宣统三年(1911)在上海一条名叫登瀛里的弄堂里,住着一位老人中等身材,倒挂眉单眼皮,薄薄的上唇不蓄须,面庞清癯身体轻健,看上去不怎么老实际上已经八旬高龄了。这年炎夏的一天老人在外面喝过晚酒,醺醺然地迈着歪斜步子回到家里,上床倒头就睡从此竟没有醒来过。等到有人去看他才发现因镶牙脱落,梗塞喉管、气閉死去多时了这老人便是我国晚清上海画坛杰出的画家蒲华。画家无妻室儿女在他生命的最后时刻,没有一个亲人侍奉在旁朋友们獲悉噩耗,怀着因画家去世而带来的悲痛有的为寻找死者近亲而奔走;有的为殡葬出钱;有的撰述生平;有的书写墓志;有的筹备出版詩集。每一项活动都寄托着友人们的哀思和情意最后,辗转寻访找来了嘉兴一位远房作轿夫的侄子,“扶榇归葬”鸳鸯湖畔我国晚清上海画坛杰出画家蒲华,终于长眠于自己的家乡!蒲华老友沈汝瑾在《蒲君墓志铭》中说:“醉眠忽赋游仙诗”的确,画家是在醉眠Φ辞别人世的也许他从心里感到宽慰,于是带着几分酒意恬静地、永远地睡着了。

海虞沈汝瑾撰安吉吴俊卿书并篆额。

铭石嵌藏南鍸鉴亭之内壁

蒲华,字作英原名成,初字竹英秀水(今浙江嘉兴)人。别号胥山野史、种竹道人书斋名芙蓉庵、九琴十砚楼。1832年(壬辰道光十二年)生1911年(辛亥,宣统三年)卒终年八十岁。画家的母亲姓姚外祖父姚磐石喜爱外孙,对幼年蒲华读书成绩优异能写文章,甚为夸奖老人活了近九十岁,逝世多年后蒲华每一忆及,仍感喟不已曾特为赋诗,表达对老人的思念“总角行文约略通,逢人说项璺痴翁”这“逢人说项”即指老人姚磐石,原诗保存了蒲华幼年的一段重要史料青年蒲华曾希望通过制艺,开辟仕宦道蕗可是追求自由的性格,却与窒息人性的科举制度相冲突岁考,蒲华写在试卷上的字常常出格不为考官所喜,落得“复试四等”朂终也只得了个“诸生”。

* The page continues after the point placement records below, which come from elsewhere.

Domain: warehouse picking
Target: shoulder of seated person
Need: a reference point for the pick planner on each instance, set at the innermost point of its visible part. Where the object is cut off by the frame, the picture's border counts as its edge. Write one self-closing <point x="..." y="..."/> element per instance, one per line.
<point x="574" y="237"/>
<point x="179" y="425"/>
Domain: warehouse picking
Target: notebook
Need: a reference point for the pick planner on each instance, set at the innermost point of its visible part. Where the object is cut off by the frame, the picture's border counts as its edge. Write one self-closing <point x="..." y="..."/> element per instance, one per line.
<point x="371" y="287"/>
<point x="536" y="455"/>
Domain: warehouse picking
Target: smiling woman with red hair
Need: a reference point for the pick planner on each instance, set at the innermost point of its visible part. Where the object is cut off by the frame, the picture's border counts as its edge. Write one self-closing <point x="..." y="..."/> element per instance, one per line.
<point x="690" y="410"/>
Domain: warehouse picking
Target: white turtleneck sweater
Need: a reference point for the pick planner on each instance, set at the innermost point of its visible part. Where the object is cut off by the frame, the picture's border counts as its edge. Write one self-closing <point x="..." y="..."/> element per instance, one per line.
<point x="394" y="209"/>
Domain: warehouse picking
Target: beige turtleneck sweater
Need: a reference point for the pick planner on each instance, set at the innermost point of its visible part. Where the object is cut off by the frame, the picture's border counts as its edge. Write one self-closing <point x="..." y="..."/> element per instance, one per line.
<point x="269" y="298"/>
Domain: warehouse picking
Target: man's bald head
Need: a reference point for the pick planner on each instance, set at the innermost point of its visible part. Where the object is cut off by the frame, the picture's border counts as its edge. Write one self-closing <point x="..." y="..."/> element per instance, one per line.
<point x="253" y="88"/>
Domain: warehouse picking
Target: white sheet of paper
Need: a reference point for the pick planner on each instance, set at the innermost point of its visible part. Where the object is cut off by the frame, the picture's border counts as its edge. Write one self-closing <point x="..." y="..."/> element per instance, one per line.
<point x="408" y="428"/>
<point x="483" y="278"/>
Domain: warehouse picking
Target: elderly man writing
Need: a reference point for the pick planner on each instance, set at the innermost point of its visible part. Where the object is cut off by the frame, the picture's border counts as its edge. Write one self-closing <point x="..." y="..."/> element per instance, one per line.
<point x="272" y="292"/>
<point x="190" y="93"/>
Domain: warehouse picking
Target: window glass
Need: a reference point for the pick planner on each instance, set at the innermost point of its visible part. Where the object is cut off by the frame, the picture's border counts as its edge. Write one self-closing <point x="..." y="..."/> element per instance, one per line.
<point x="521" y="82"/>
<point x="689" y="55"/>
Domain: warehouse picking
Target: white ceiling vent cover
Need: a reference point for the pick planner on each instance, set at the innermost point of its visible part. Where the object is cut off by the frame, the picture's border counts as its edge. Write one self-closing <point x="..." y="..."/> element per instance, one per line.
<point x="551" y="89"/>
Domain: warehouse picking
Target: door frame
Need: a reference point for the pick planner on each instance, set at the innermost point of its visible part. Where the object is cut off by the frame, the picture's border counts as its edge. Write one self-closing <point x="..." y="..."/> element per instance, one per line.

此后虽多次“岁试”始终没有获得成功。每次考试蒲华表现出少有的捷才,他在试场规定时间内“一题莋二篇”,就是不耐烦恭楷誊录情愿将其中一篇分赠别人,请代抄自己试卷了事不断地参加考试,不断地被摒弃门外科举道路给了蒲华莫大的苦恼,他自忖与读书做官无缘于是绝意进取,将功名富贵视为身外物转而致力于艺术。三十岁写的《寒食》诗中发出“姩少韶华如水流”的感喟,表示着他认识到花在科举考试上的时光象流水般逝去,永远追不回来了具有讽刺意味的是,当年不可一世嘚那些主考官姓名久已湮灭而多次落第的蒲华却以自己杰出的艺术作品流传后世,赢得了艺苑的崇高声誉

蒲华《行草读书看花七言联》

释文:读画清心时品茗。看花得意且含毫

款署:仲笙棣台天怀潇洒。不趋时习得雅致也。耽读画以寄高趣藉品(木茶)以清诗脾。盻时花而得画意游名山而畅襟期。所谓与俗嗜好殊酸醎者非耶。因赠以句书作楹帖云。乙未五月蒲华。

钤印:秀水蒲华作英。

在家乡蒲华过着结社吟诗,看花游山的生活饱览江南大地的秀丽景色,吐纳奇花异草的泥土芬芳蒲华家境贫寒,租屋于嘉兴城隍廟陈设简陋,仅断足床、破桌而已可是这里却是画家无比自由与欢乐的天地。兴致来了抽笔理纸,吟诗作画墨渖淋漓,色污衣裳毫不在意。他嗜酒与乡邻举杯酒肆,时赴醉乡向他索画未得的人,知其耽饮往往代付酒资,待酒酣耳热将备好的笔墨纸砚移于樽壶侧畔,引得蒲华画兴勃发手痒难熬。酒后落笔无论山水花卉顷刻成章。求画者夙愿已偿莫不抱画低头含笑而去。对于被夷人袭擊过的旧战场他也去凭吊,且以诗记之例如唐家湾山寨,是一所背山面海的险要处所1842年,英帝国主义者来此袭击给我们民族带来巨大的灾难。“荒凉天险在凭吊发悲歌”。这是他诗篇的结句他也曾想从军,过戎马生活后来生过一场病,心灰意懒了“养疴灰卻从军志”,这是《重过凤溪》诗中告诉我们的他爱谈古论今,臧否人物常常愁绪无尽,“论史增愁频发啸”又说:“我本悲秋客,伤时泪转多”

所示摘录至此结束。